Nei primi anni 60, John Coltrane sta scrivendo, o meglio riscrivendo, il jazz e la sua storia così come la conosciamo oggi. Nel 1961, in particolare, registra dal vivo allo storico Village Vanguard una delle sue session più importanti, che gli frutteranno almeno due album: “Live At Village Vanguard” (1962), appunto, e “Impressions” (1963). Il periodo è davvero cruciale. Non soltanto sta, Coltrane, oltrepassando la musica modale imparata col sodalizio - non a caso in quel tempo già in via di rottura - col compare e leader Miles Davis per le nuove lande del free-jazz e la libera improvvisazione collettiva, ma pure cementa il suo quartetto classico, con McCoy Tyner, Jimmy Garrison e Elvin Jones, con cui traghetterà verso “Crescent” (1964), e soprattutto verso “A Love Supreme” (1964).
In quella focosa esperienza live vedranno la luce capolavori come “India”, “Impressions”, il supersonico e chilometrico assolo di “Chasin’ The Trane”. In studio di registrazione, privato peraltro dell’originaria presenza di Eric Dolphy, il nuovo ensemble sta invece ancora sulla difensiva, spartito tra ballad, standard e umili composizioni originali. Tra questi primi tentativi, collezionati in “Coltrane” (1962) e “Ballads” (1963), e gli album leggendari che ogni buon appassionato di jazz conosce, si viene a sapere del tassello mancante dato da una session all’epoca accantonata, che dunque non sfocerà in alcun disco ufficiale e che la famiglia del sassofonista ha finalmente raccolto, più di cinquant’anni dopo, e selezionato per confezionare un finora sconosciuto lost album, “Both Directions At Once”.
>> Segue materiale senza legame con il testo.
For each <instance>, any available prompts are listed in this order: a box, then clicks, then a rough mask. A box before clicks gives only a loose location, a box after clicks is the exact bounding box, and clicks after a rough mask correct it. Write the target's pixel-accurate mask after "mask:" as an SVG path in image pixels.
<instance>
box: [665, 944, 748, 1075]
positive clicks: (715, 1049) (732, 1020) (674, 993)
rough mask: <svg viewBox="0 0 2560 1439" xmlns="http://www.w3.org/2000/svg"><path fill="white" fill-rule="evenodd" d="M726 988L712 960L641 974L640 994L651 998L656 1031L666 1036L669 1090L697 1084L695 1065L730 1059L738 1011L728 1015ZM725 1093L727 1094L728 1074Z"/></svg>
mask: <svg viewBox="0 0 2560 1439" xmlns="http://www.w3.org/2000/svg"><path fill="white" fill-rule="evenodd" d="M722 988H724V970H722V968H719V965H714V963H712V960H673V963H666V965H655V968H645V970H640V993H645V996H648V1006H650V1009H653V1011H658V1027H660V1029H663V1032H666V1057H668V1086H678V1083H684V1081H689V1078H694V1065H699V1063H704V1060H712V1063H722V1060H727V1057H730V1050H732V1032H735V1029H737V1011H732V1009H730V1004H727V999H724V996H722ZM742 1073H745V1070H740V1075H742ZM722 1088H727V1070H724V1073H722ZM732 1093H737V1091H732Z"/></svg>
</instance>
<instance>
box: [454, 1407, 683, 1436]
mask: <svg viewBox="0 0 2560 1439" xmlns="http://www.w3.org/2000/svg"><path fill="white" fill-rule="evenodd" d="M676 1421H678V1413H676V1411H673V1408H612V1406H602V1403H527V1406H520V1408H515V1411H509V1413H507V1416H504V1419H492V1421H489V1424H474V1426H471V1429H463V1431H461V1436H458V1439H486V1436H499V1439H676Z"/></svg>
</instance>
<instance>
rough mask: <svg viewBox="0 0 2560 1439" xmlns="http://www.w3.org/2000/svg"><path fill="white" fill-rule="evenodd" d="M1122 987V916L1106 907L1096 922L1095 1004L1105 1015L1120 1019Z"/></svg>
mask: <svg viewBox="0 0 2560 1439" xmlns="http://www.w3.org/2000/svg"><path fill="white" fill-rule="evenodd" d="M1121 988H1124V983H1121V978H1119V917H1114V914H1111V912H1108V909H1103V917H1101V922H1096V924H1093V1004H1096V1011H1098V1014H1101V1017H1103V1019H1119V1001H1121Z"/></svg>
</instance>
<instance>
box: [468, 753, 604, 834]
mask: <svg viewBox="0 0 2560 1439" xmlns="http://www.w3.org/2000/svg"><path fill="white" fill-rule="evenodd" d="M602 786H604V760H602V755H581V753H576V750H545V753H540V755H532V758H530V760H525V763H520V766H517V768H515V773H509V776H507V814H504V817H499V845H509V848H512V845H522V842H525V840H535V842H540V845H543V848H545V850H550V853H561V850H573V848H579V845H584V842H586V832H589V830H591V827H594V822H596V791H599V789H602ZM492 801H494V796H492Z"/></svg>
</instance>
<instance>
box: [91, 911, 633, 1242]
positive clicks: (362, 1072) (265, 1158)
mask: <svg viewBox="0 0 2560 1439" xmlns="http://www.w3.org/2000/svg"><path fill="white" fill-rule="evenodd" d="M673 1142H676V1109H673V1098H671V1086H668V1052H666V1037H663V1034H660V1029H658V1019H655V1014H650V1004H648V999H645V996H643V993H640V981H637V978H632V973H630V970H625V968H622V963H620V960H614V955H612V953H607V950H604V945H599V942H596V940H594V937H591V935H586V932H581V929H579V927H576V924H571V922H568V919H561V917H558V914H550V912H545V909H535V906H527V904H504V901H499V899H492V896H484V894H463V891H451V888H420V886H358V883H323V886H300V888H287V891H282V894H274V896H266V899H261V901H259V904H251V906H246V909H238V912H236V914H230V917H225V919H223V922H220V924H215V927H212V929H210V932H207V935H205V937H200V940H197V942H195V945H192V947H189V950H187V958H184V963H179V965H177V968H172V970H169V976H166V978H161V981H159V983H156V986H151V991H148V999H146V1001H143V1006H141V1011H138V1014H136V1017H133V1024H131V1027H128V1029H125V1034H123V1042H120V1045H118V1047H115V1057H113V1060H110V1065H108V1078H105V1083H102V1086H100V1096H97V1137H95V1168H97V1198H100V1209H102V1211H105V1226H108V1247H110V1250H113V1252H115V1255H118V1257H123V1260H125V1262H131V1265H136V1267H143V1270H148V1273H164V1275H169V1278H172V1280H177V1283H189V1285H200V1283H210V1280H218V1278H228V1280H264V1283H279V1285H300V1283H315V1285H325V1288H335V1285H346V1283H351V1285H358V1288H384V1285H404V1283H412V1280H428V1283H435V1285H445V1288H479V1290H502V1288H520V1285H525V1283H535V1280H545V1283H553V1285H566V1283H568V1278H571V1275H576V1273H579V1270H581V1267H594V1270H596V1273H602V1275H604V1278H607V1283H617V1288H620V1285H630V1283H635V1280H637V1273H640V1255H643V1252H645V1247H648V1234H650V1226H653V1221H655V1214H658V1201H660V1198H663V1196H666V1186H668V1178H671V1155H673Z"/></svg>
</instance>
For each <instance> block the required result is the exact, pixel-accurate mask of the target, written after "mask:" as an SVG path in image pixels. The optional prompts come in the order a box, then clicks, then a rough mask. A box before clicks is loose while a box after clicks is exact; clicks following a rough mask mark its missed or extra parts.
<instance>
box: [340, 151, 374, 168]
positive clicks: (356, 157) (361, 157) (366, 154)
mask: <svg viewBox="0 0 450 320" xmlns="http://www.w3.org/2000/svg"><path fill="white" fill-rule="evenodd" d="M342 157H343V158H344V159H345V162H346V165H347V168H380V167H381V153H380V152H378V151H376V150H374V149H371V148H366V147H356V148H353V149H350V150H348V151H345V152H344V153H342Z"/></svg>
La scelta del titolo fa da corretto emblema. In pieno momento di transizione, Coltrane mostra effettivamente di muoversi al contempo in entrambe le direzioni della sua vita artistica: rispetta la tradizione delle ballad, dell’hard-bop e del jazz modale, e contemporaneamente dà alcuni primi colpi alla sua ricerca. Al bebop tradizionale appartengono senz’altro i brevi bozzetti “Untitled Original 11383” e “Vilia”. La versione di studio di “Impressions” purtroppo non ha nulla del fuoco della registrazione dal vivo.
L’altro “Untitled Original” al “buona la prima”, il “11386”, è invece un buon motivo per possedere il disco, dal tema principale, uno dei suoi iconici (una piccola anticipazione di “Acknowledgement”), all’improvvisazione a tratti sfiatata, urticante, già colta in una “ascensione” in qualche modo ultraterrena.
Altro motivo semplice e memorabile sta in “One Up, One Down”, che però vale più per l’afflato ritmico, quello dei giorni migliori. Il brano più ampio, “Slow Blues” (undici minuti), si descrive bene nel titolo, un generico blues dimesso e lento (un cambio di tempo più rapido in coda), ma anche una forma libera di fraseggi complessi che tende a disfarsi dei codici armonici tout-court, e il suo tipico modus di allungare indefinitamente l’assolo.
Diversamente dalla colonna sonora di “Les Liaisons Dangereuses” (2017) di Thelonious Monk di cui già si sapeva, un gruppuscolo di brani sgorganti dal nulla in grado di deliziare neofiti e coltraniani navigati. Si passa una buona mezz’ora a riascoltare un sassofonista d’annata in allenamento, più che altro a testare i comprimari, e solo dopo si arriva alla visione. Conta soprattutto per il valore storico, ma gli assoli sono buoni, l’interplay eccellente, segni lampanti delle prodezze a venire. Sonny Rollins: “E’ come scoprire una stanza segreta nella Grande Piramide”. E un interesse tutto d’archeologi l’hanno, infatti, le take alternative che compongono il secondo facoltativo disco in allegato (versione deluxe): “Vilia” (quinta), altri tre di “Impressions” (prima, seconda e quarta), due di “Untitled Original 11386” (seconda, quinta) e un altro di “One Up, One Down” (sesta, Jones in visibilio).